A splendid example of the universal lurking in the individual story. One of the gifts the humanities bring to our common life is wisdom about how "to navigate the complex, rigid, and incompatible paradigms established by linguistically and culturally diverse communities"--and those incompatible paradigms can often be found within a particular community, not just between communities--and indeed, even within an individual person.
ReplyDeleteIn an earlier blog post I referred to the observation of a friend of mine, that "we must become caretakers of one another's stories." Sia Her deepens this obligation, saying we need "to become increasingly 'culturally competent' in each other’s stories." Taking care of another's story requires learning to navigate the paradigms!

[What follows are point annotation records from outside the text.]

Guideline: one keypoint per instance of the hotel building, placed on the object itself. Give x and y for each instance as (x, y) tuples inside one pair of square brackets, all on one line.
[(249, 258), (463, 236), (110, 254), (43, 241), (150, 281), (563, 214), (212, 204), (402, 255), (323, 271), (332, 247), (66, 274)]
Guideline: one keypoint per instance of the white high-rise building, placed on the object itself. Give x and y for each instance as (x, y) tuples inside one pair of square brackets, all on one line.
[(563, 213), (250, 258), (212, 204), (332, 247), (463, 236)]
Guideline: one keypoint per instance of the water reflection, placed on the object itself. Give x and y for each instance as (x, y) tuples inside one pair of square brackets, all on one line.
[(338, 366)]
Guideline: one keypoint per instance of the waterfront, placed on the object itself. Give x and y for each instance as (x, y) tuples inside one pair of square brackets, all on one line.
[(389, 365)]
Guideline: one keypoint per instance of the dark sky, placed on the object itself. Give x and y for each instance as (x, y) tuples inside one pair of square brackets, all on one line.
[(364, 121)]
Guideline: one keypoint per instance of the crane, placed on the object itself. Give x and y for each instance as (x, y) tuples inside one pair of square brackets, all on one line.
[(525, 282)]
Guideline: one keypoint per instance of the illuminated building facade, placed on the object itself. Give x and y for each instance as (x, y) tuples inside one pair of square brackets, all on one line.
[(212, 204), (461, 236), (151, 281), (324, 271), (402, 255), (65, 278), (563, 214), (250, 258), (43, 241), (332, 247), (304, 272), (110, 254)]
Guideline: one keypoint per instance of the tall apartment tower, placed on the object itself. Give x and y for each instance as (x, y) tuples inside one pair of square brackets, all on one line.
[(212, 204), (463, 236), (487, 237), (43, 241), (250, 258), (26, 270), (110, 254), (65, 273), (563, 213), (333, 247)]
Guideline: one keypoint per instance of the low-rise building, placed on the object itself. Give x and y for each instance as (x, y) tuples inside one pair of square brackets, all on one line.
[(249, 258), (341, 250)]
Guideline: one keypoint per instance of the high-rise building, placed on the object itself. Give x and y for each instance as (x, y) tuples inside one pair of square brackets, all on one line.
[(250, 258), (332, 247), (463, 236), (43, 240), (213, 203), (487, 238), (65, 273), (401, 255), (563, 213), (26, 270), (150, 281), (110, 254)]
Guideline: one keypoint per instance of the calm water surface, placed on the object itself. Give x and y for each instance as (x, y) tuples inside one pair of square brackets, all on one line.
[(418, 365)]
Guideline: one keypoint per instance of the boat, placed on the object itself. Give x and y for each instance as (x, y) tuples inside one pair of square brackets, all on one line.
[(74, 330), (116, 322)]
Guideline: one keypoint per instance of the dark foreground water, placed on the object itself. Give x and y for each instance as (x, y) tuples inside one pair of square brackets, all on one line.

A great post with a moving story about young Hmong girls, and thoughtful, but powerful descriptions of the conflicts between new paradigms and indisputably cultural wisdom profoundly embedded in our culture. Despite the challenges we continue to face, I am pleased with the extraordinary achievement and success of our young Hmong women, including my own daughters, which, in my estimation, outpace Hmong men in a lot of aspects. Yet, despite their successful careers in the public arena, Hmong women still cannot escape their traditional expectations in their homes and community.
ReplyDeleteHmong women have come a long way from the time I describe in my book, "...girls feel as if they were outsiders from birth." It is important that these posts are viewed with earnest interest and responded to with meaningful comments, even arguments.